[lnkForumImage]
TotalShareware - Download Free Software

Confronta i prezzi di migliaia di prodotti.
Asp Forum
 Home | Login | Register | Search 


 

Forums >

comp.lang.ruby

Howto get array.agrep (NOT array.grep

Phil Rhoades

4/26/2008 3:57:00 AM

People,

Is there some way to get agrep working with Ruby arrays? - agrep has
some nice, useful features that grep doesn't . .

Thanks,

Phil.
--
Philip Rhoades

Pricom Pty Limited (ACN 003 252 275 ABN 91 003 252 275)
GPO Box 3411
Sydney NSW 2001
Australia
Fax: +61:(0)2-8221-9599
E-mail: phil@pricom.com.au


11 Answers

Phrogz

4/26/2008 4:13:00 AM

0

Phil Rhoades wrote:
> Is there some way to get agrep working with Ruby arrays? - agrep has
> some nice, useful features that grep doesn't . .
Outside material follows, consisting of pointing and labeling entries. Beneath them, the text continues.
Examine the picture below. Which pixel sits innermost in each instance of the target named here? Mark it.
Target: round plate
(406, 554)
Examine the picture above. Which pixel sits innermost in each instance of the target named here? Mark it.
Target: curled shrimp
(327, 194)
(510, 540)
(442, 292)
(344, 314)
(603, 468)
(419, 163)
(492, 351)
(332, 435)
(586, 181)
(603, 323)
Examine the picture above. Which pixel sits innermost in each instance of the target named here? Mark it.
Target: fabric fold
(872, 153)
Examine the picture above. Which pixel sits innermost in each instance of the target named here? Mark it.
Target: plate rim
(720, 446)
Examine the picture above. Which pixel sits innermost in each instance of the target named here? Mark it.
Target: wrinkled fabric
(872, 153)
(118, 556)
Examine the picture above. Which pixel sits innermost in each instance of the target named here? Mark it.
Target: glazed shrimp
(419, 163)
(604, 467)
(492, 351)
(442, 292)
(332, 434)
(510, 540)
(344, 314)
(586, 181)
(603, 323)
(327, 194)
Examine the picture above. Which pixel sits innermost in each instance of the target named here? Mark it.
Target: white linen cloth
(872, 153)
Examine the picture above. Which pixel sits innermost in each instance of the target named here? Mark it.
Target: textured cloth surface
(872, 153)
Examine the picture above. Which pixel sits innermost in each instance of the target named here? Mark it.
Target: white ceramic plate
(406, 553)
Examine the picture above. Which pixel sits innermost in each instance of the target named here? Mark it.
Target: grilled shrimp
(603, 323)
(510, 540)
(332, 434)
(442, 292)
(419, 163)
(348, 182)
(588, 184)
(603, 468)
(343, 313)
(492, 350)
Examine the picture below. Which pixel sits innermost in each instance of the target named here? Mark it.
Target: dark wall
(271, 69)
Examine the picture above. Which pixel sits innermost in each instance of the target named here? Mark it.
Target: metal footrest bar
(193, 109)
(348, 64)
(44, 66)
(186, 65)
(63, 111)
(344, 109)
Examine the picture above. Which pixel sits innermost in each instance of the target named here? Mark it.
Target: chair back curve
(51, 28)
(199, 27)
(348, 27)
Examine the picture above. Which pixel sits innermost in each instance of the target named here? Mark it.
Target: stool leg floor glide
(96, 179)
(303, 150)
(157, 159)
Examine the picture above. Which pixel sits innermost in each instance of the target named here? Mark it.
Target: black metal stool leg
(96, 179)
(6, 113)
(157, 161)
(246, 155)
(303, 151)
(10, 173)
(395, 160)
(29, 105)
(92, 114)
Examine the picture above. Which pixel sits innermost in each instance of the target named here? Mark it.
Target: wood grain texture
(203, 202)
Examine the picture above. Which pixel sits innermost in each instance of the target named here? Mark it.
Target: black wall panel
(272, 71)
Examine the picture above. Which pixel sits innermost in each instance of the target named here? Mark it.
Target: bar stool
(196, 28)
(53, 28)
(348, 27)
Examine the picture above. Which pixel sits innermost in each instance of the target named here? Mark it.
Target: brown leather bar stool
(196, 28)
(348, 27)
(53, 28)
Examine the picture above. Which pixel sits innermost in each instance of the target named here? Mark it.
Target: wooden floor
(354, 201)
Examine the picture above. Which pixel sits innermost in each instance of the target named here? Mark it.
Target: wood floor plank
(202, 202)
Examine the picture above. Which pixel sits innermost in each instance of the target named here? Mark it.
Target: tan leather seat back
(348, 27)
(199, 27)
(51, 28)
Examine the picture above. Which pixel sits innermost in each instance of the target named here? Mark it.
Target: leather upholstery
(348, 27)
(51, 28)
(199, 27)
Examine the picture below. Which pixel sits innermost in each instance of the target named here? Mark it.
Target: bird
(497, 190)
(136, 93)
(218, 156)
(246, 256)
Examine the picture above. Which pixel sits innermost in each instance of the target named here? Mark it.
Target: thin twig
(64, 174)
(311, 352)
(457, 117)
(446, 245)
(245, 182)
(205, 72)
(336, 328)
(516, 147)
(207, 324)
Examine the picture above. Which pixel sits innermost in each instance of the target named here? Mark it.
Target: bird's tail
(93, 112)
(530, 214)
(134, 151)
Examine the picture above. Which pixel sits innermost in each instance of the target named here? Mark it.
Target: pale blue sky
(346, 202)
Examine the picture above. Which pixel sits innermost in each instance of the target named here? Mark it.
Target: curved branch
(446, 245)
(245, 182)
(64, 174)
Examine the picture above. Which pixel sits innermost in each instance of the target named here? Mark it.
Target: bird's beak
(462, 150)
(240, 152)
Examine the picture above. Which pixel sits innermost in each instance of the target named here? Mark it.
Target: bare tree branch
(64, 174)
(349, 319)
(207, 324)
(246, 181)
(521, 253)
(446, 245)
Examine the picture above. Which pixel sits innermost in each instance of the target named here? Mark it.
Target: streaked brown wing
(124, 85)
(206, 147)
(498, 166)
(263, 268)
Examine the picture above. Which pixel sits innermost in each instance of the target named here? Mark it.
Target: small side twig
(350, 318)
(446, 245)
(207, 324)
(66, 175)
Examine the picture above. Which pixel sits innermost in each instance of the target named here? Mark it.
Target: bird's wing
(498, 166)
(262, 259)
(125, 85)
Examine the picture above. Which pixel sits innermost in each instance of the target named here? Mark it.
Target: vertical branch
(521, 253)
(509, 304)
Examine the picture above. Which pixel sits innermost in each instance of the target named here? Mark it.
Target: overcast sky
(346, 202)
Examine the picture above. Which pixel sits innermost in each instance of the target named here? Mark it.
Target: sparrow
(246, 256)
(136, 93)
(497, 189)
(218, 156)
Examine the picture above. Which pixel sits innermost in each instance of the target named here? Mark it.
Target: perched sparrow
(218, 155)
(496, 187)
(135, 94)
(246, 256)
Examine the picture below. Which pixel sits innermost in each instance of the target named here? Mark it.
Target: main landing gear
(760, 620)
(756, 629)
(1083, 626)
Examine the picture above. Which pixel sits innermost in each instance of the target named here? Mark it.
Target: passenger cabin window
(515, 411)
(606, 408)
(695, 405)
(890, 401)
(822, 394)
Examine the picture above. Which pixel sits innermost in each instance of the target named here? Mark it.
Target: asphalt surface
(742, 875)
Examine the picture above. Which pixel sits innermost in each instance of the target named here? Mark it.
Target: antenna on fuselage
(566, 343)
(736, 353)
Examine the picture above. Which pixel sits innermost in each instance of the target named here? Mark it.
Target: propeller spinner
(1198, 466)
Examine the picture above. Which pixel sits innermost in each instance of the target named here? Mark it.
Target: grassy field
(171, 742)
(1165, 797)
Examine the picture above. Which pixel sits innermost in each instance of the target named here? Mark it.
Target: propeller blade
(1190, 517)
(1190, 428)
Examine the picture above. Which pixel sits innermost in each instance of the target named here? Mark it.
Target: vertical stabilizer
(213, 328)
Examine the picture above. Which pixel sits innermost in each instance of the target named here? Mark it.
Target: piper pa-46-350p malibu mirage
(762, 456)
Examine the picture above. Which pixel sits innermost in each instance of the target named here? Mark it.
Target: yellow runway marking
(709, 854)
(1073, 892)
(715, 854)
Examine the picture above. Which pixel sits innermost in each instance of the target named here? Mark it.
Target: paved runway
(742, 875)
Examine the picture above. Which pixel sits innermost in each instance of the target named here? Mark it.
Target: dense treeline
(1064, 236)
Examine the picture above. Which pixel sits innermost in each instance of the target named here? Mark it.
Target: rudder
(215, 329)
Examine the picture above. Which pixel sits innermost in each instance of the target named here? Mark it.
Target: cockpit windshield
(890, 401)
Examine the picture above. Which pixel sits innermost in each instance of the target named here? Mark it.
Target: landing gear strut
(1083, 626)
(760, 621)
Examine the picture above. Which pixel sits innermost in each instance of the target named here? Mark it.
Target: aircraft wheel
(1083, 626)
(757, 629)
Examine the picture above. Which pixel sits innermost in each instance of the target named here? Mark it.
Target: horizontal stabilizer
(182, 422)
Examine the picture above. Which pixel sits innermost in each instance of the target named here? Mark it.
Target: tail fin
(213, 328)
Perhaps if you explained what this mysterious 'agrep' was, we might
help.
Something from another language? A unix utility?

Give us a sample array, and what you'd like the result to be after
calling this method on that array.

Phil Rhoades

4/26/2008 4:24:00 AM

0


On Sat, 2008-04-26 at 13:15 +0900, Phrogz wrote:
> Phil Rhoades wrote:
> > Is there some way to get agrep working with Ruby arrays? - agrep has
> > some nice, useful features that grep doesn't . .
>
> Perhaps if you explained what this mysterious 'agrep' was, we might
> help.
> Something from another language? A unix utility?
>
> Give us a sample array, and what you'd like the result to be after
> calling this method on that array.


NAME
agrep - print lines approximately matching a pattern

SYNOPSIS
agrep [OPTION]... PATTERN [FILE]...

DESCRIPTION
Searches for approximate matches of PATTERN in each FILE or
standard input. Exam-
ple: 'agrep -2 optimize foo.txt' outputs all lines in file
'foo.txt' that match
"optimize" within two errors. E.g. lines which contain
"optimise", "optmise", and
"opitmize" all match.


--
Philip Rhoades

Pricom Pty Limited (ACN 003 252 275 ABN 91 003 252 275)
GPO Box 3411
Sydney NSW 2001
Australia
Fax: +61:(0)2-8221-9599
E-mail: phil@pricom.com.au


Simon Krahnke

4/26/2008 7:16:00 AM

0

* Phil Rhoades <phil@pricom.com.au> (06:24) schrieb:

> NAME
> agrep - print lines approximately matching a pattern

Enurable#grep can do that, if you pass it the right block. When you pass
a block to grep it's the block's job to match the elements.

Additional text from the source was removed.